Electric vehicle maker Tesla has reported a further slump in global sales, the day after the US Senate sent the House a massive tax and spending bill that includes a provision to end a popular EV tax credit.
Tesla saw a 13.5% decline in global sales in the second quarter, to 384,122 vehicles delivered from 443,956 during the same period last year.
The fall continues a trend that started last year and accelerated during chief executive Elon Musk’s controversial stint in government during the early months of President Donald Trump’s second term. In its first-quarter earnings report this year, Tesla reported a 71% year-over-year decline in profits, as EV deliveries fell 13%.
Tesla was already struggling at the beginning of the year because of increased competition for EVs, but analysts and shareholders have largely attributed the company’s recent woes to Musk’s role with the US Department of Government Efficiency (Doge), in which he oversaw layoffs and budget cuts.
In a May interview with Bloomberg at the Qatar Economic Forum, Musk said without evidence that Tesla’s sales remained “strong everywhere” except Europe, which he said was its “weakest market”. He also said that, while Tesla “lost some sales from the left”, it “gained some from the right”.

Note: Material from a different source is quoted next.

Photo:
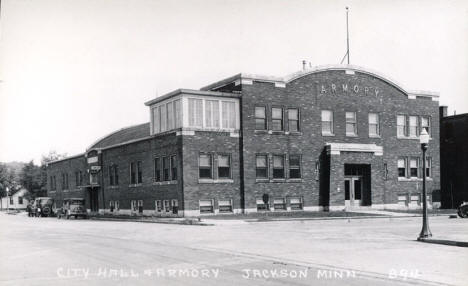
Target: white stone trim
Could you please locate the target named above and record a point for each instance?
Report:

But analysts see new problems, as Musk has clashed publicly with Trump over provisions in the President’s tax and spending bill, which would raise the national debt by trillions and end a US$7500 tax credit for buyers of EVs. The Senate passed the bill by Deputy President JD Vance’s casting vote, sending it back to the House of Representatives for approval.

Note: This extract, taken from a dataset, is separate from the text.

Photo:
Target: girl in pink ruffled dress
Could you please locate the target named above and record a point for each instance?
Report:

The Senate has passed a bill that would eliminate the US$7500 tax credit for electric vehicles. Photo / Getty Images
Since leaving his government role, Musk has railed against the bill, blasting its costs to taxpayers as well as the loss of the tax credit. The billionaire, who also leads SpaceX, has repeatedly chided Trump from his social media site, X, and has threatened to start a new party that could peel away Republican voters. Trump has responded on his own Truth Social platform by suggesting Musk’s business with the federal Government could be in trouble.

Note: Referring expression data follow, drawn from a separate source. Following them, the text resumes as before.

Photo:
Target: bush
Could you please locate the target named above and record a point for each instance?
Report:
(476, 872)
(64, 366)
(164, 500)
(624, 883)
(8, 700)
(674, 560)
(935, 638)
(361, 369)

Wedbush Securities analyst Dan Ives said Musk’s continued presence on the political stage would hurt Tesla. “The last thing you want is to turn Trump from a BFF to an enemy,” Ives said in an interview this week.
Tesla was betting big on fully autonomous vehicles, which would inevitably be subject to regulatory scrutiny from Washington, Ives said. Being on Trump’s bad side could hamper Tesla’s ambitions and worry investors, though Ives was optimistic that “cooler heads will prevail”.
Wall Street reacted positively to Wednesday’s sales figures, with Tesla shares closing 5% higher.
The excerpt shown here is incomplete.